One of the calls to action made by Charlottesville organizers was to remove all confederate monuments. Today, organizers in Asheville made the decision to answer that call by attempting to remove our Robert E. Lee monument.
We understand that the removal of this monument would be symbolic of removing white supremacy from the very center of our City. We know that this must be connected to the deep work of ending systemic racism and white supremacy culture here.
Those arrested included Hillary Brown, Rev. Amy Cantrell, Adrienne Sigmon and Nicole Townsend. As of 9am, all four were freed.”
Of course there are hipster cops in Asheville.
Fortunately, the four were only charged with misdemeanors, however they have all been doxxed by white supremacists and are now receiving death threats as a further statement has outlined:
“Last summer, in the midst of the campaign that surrounded the murder of Jerry Williams by Asheville police, organizers received death threats, were harassed and followed by nazis, fascists, and white supremacists. We kept quiet about those threats because we needed folks to focus on Jerry’s family and the work that was being done to hold police accountable. I now think our silence was a mistake. We supported one another. But folks were deeply traumatized by the violence and, perhaps even more so, by the isolation we all felt in witnessing or experiencing the trauma without community support.
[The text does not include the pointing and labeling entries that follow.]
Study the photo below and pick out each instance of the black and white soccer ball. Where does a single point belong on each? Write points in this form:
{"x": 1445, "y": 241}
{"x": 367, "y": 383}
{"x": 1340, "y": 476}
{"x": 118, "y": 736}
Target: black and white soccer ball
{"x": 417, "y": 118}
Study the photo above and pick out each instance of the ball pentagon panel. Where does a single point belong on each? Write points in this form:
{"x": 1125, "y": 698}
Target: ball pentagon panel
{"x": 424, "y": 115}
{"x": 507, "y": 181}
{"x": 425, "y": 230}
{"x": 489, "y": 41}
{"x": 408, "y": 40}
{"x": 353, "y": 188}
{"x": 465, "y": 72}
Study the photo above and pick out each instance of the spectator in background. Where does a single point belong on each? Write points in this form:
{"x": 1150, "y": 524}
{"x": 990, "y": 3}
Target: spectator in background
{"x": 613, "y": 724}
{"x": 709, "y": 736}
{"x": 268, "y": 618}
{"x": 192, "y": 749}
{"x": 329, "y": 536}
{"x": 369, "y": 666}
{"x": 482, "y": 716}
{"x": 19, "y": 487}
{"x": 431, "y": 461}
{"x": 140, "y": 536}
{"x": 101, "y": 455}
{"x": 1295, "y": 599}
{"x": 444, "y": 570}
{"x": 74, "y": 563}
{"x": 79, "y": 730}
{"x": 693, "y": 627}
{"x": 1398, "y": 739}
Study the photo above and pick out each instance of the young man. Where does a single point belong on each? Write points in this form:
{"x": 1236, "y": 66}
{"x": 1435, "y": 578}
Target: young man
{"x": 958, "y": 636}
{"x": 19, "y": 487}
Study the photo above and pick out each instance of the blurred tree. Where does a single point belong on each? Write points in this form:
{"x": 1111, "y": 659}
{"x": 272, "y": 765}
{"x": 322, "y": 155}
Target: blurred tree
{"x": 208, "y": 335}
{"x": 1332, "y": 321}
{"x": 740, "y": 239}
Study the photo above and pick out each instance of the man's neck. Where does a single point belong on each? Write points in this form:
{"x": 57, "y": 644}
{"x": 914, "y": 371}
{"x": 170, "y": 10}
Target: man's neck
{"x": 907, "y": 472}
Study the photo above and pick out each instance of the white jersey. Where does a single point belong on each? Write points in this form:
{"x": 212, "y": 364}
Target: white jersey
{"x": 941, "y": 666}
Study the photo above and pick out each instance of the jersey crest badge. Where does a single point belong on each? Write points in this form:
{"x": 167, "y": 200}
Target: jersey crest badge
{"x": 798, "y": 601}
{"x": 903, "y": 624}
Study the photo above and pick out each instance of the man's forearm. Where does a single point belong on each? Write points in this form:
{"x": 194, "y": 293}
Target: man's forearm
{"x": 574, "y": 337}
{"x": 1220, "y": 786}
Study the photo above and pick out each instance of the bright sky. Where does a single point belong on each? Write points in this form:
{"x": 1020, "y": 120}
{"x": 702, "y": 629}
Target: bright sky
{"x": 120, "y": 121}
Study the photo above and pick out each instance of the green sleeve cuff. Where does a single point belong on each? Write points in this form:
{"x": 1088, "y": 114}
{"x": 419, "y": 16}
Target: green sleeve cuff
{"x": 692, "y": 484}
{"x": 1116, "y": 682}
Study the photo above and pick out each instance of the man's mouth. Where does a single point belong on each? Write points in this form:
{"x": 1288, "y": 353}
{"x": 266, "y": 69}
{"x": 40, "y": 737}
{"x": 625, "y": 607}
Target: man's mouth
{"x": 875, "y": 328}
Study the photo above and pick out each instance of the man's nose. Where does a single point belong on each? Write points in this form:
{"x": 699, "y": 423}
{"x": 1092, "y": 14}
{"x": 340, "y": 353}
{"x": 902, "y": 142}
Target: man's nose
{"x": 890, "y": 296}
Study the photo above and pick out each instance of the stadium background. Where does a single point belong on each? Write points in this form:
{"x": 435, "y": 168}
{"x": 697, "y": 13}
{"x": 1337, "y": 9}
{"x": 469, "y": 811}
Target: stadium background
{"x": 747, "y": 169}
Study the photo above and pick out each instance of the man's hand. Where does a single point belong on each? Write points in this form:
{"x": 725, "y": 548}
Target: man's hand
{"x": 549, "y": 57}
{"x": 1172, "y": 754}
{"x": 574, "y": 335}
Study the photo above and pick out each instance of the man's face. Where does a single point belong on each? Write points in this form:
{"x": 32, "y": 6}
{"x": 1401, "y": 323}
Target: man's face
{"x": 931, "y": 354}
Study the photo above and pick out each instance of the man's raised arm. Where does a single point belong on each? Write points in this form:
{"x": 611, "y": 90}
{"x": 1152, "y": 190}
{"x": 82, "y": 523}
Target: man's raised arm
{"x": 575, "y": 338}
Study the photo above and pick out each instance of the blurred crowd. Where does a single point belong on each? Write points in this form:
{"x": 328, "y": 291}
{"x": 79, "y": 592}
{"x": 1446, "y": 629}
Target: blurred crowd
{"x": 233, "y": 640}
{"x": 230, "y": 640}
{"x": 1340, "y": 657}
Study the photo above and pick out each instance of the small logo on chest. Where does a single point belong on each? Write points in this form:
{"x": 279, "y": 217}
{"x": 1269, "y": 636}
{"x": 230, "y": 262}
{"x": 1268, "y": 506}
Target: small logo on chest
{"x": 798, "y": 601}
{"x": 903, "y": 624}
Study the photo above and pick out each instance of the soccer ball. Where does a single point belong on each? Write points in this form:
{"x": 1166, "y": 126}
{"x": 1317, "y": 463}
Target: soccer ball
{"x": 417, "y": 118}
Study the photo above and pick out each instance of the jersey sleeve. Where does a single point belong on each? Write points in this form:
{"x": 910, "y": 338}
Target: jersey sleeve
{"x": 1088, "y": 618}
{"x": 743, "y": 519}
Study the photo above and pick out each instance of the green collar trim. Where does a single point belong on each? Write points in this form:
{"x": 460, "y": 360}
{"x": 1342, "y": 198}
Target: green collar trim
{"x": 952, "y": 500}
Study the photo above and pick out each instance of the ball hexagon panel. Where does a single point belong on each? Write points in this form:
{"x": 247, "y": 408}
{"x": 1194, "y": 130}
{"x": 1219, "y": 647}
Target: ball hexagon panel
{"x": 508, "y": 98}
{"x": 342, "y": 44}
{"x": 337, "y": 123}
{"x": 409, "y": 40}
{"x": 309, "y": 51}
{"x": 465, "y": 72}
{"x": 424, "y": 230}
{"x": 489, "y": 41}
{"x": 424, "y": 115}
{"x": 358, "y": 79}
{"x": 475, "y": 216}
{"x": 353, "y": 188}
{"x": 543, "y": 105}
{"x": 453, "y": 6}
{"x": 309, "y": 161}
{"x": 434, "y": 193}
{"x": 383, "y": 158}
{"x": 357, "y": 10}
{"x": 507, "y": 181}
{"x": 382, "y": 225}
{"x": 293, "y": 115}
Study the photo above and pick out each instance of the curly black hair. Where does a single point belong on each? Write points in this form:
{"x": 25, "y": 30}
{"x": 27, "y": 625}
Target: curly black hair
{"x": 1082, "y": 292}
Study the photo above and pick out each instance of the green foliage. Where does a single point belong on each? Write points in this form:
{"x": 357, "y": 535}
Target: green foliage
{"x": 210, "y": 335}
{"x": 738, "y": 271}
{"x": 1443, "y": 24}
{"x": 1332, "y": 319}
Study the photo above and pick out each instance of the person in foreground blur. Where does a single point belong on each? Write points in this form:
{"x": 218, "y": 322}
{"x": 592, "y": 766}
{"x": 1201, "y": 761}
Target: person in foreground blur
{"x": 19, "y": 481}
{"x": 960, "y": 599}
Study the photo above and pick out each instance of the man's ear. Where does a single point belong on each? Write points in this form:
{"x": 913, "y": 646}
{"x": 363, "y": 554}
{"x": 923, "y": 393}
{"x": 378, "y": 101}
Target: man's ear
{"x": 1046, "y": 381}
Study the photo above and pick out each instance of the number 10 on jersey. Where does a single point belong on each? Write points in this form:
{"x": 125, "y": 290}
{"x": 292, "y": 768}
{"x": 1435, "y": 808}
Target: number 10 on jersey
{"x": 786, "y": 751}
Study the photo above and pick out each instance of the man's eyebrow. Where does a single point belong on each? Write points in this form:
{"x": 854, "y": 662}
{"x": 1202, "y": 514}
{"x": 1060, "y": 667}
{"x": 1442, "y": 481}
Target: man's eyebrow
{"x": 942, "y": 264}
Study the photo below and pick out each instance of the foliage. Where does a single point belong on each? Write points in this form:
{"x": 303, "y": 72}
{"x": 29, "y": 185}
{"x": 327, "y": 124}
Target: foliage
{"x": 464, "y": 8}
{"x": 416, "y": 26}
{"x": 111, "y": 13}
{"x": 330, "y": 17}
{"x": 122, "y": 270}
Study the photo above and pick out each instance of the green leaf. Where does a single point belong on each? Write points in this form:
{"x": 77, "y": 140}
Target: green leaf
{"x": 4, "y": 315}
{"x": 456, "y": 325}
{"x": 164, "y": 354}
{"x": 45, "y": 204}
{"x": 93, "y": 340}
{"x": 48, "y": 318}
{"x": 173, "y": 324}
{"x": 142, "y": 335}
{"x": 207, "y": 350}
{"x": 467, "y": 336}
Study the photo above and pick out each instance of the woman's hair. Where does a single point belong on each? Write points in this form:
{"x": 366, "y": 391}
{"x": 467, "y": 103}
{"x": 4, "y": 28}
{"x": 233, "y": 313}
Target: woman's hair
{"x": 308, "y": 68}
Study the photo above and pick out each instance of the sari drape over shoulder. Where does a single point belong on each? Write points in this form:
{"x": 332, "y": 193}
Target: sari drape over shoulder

The four people involved in the action to remove the Robert E. Lee monument in Pack Square are being doxxed by white supremacists (doxxing means publishing all contact info including home addresses, phone numbers, and work places of a person online and other public forums). We are also receiving death threats.
Asheville has a problem with complicity in systematic oppression. It has a problem with white silence. But it also has its fair share of violent racists who are highly invested in scaring and harming people of color, queer people, jewish and muslim folks, and anyone who works directly on their behalf.
We need you to speak up. We need you to talk to us about why we are doing the work we’re doing. We need you to oppose, in word and deed, the systems and people who are harming the most marginalized. We need you to understand the urgency and act accordingly.”